# unfilled MMTP spots?



## Gino4 (10 Jan 2014)

Does anyone know how many MMTP spots went unfilled this year? The CF is hiring MOTP-types like mad and its made me curious...

Thanks!


----------



## DAA (10 Jan 2014)

Gino4 said:
			
		

> Does anyone know how many MMTP spots went unfilled this year? The CF is hiring MOTP-types like mad and its made me curious...
> 
> Thanks!



2 short of 2 dozen.

If you are good at math, you can figure it out...


----------



## Gino4 (15 Jan 2014)

22 spots went unfilled?!?!?

Are you serious?


----------



## DAA (15 Jan 2014)

Gino4 said:
			
		

> 22 spots went unfilled?!?!?
> 
> Are you serious?



 :nod:


----------



## Gino4 (15 Jan 2014)

How did you come across this info?


----------



## PokaYoke (13 Jun 2014)

Gino4 said:
			
		

> Does anyone know how many MMTP spots went unfilled this year?
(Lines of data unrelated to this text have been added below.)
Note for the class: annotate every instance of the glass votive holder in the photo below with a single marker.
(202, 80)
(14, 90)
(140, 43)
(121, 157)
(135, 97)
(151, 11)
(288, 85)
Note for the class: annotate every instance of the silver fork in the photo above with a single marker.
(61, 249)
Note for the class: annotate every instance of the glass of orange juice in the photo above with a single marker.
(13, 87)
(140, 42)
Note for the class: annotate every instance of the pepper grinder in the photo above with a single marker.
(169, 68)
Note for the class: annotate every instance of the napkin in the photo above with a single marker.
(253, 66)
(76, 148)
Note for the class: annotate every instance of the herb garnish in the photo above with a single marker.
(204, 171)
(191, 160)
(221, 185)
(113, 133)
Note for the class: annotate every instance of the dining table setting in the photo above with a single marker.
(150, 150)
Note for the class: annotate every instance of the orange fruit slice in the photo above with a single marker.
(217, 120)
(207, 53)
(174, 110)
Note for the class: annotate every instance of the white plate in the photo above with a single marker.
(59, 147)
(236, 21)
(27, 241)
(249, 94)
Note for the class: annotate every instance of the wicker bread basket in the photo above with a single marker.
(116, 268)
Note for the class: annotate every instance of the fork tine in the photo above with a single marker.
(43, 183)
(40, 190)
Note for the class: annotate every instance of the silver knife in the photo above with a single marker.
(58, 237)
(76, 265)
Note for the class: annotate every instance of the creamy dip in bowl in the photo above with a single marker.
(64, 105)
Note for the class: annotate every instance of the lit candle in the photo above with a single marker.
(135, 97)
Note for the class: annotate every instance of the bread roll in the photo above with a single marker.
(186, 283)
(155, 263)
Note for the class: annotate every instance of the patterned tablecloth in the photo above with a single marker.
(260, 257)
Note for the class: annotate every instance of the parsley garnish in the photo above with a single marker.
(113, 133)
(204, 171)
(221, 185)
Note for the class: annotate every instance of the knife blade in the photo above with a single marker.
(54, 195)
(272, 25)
The CF is hiring MOTP-types like mad and its made me curious...
> 
> Thanks!



There were five MMTP seats.  I do not know if they were all filled or not but given their competitiveness, I suspect they were all filled.

You can take a look at the strategic intake plan (SIP) on the DGPR site to see the forecast of seat distribution for upcoming years.  However, this changes each year with the AMOR.


----------